Vienna
2025
curated by Angela Zach-Buchmayer

For several years, Elena Kristofor has been engaging in her artistic work with the cultural coding of “nature”. At the core of Elena Kristofor’s artistic practice lies a reflection on nature as a cultural imaginary – a historically evolved construct that presents nature as primordial and untouched, while at the same time concealing its own constructedness.
Invited by Nomad Spirit, Kristofor spent four weeks in the Gobi region, about 288 kilometers south of Ulaanbaatar. Her residency was part of a program using artistic strategies to draw attention to ecological change in Mongolia. Although Mongolia is one of the most sparsely populated countries in the world, the effects of climate change are strikingly evident: the average temperature has already surpassed the two-degree threshold set by the Paris Agreement. Droughts, fierce winds, and extreme cold spells increasingly destabilize ecological balance.
Together with her colleagues from Nomad Spirit, Kristofor explored the unique steppe landscape of Mongolia and was invited to translate her impressions into a site-specific artistic intervention. The vast expanses – defined by open, treeless horizons and gently rolling hills – are among the last remaining large-scale grasslands on earth, and formed the atmospheric foundation for her work on site. From this intense engagement emerged two new series, presented for the first time in Vienna in the exhibition Steppe Scape.

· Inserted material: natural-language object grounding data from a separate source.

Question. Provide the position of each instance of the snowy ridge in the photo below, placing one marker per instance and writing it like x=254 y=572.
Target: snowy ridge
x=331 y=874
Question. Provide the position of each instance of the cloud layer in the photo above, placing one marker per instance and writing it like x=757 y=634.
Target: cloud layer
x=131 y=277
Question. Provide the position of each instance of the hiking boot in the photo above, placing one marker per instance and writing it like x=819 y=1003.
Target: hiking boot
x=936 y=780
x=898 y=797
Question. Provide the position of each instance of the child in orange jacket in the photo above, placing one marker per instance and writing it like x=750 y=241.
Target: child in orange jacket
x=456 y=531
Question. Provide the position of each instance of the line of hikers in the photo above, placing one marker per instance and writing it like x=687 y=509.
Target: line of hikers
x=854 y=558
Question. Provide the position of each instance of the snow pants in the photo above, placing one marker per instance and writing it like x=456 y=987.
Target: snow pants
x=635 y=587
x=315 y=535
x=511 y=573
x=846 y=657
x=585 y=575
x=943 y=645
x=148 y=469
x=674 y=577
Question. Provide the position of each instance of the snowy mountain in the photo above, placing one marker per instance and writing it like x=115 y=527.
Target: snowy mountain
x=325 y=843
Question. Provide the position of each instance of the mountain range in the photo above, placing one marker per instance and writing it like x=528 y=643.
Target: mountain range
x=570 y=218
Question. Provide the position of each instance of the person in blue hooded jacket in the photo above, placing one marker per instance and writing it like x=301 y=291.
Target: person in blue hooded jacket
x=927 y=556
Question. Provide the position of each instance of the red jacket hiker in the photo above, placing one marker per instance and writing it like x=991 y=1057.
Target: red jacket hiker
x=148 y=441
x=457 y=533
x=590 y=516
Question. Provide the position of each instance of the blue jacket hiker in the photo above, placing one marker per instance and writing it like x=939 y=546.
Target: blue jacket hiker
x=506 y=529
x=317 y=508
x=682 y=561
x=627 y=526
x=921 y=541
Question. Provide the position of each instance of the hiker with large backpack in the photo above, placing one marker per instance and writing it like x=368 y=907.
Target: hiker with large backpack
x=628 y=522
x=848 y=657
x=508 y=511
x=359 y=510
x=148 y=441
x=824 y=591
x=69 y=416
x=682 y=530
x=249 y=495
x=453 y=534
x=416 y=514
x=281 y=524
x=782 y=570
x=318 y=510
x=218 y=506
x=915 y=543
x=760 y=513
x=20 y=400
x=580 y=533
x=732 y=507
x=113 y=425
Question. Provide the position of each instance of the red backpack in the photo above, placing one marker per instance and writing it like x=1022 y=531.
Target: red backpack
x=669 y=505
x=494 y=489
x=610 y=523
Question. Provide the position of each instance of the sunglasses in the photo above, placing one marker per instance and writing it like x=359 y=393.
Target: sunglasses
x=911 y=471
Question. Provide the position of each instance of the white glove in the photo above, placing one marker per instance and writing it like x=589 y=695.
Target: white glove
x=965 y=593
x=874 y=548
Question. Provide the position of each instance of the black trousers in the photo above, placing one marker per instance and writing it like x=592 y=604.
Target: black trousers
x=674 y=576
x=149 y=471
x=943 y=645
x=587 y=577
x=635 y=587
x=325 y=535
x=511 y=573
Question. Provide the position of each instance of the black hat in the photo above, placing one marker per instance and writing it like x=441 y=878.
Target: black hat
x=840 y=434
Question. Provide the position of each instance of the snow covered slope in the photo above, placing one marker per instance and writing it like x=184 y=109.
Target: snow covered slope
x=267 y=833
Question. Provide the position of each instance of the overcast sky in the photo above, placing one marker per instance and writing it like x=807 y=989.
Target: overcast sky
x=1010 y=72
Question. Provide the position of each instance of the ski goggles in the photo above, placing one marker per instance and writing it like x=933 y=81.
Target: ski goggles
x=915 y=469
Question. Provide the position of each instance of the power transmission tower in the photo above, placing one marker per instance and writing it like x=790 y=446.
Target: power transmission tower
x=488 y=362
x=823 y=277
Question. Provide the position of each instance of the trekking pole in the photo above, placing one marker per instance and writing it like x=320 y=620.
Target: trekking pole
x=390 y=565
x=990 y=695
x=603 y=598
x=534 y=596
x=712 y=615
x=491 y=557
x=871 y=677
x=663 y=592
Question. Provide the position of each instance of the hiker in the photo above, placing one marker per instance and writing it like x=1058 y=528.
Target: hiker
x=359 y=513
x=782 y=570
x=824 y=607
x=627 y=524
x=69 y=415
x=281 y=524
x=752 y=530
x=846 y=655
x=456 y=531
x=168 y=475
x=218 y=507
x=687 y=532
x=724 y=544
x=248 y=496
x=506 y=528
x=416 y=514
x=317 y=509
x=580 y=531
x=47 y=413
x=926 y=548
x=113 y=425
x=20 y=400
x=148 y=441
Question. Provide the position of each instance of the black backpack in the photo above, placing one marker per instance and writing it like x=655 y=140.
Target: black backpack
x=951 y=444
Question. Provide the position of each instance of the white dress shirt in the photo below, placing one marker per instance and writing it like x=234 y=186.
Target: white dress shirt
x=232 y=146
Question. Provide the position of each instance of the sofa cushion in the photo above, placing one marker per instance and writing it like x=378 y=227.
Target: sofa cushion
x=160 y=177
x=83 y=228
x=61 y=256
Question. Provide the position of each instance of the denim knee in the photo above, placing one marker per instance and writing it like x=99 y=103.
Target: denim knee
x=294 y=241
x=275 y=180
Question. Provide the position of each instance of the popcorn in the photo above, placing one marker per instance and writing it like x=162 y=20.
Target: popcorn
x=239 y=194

Kristofor’s color photographs extend the inquiry begun in her series Anomalie im Raum (Anomaly in Space), which deliberately unsettles the conventions of classical landscape photography. By working with mirrors, she subverts central perspective as the dominant ordering system, thereby dismantling familiar notions of spatial coherence. Mirroring functions here as a conceptual strategy of spatial formation: space is folded, fractured, displaced. Drawing on her own vocabulary, Kristofor refers to this as a “folding of space.” The result is a set of surreal, visually ambivalent landscapes in which nature no longer appears as a static backdrop but as a mutable, self-reflexive pictorial field.
The black-and-white series Dance or Struggle with Nature reflects on the fragile balance between human beings and the natural world. Through sculptural gestures, the human body merges with the landscape – shaping it and at the same time being shaped by it. In Mongolia, a symbiotic relationship between people, animals, and environment has existed for centuries; yet this balance is under increasing strain. Nomadic livestock herding continues to expand, while fertile grazing lands are vanishing at alarming speed as a result of climate change. Traditional lifeways collide with economic interests – a development that raises fundamental questions about the endurance of this relationship.
Steppe Scape invites viewers on a visual journey through a landscape that is at once awe-inspiring and endangered. Kristofor’s works unfold a strong visual presence while sketching a dystopian outlook on a possible future – questioning, through the lens of photography, the images and assumptions that shape our relationship with nature.
The exhibition is part of the Foto Wien Festival, curated by Angela Zach-Buchmayer.
As part of the exhibition, an artist talk featuring Elena Kristofor and Verena Kaspar-Eisert, moderated by Angela Zach-Buchmayer, took place. Under the theme “Dynamic Future” of this year’s Foto Wien Festival, the talk, titled “Two Degrees Plus”, addressed one of the most pressing and unpredictable issues of our time: climate change.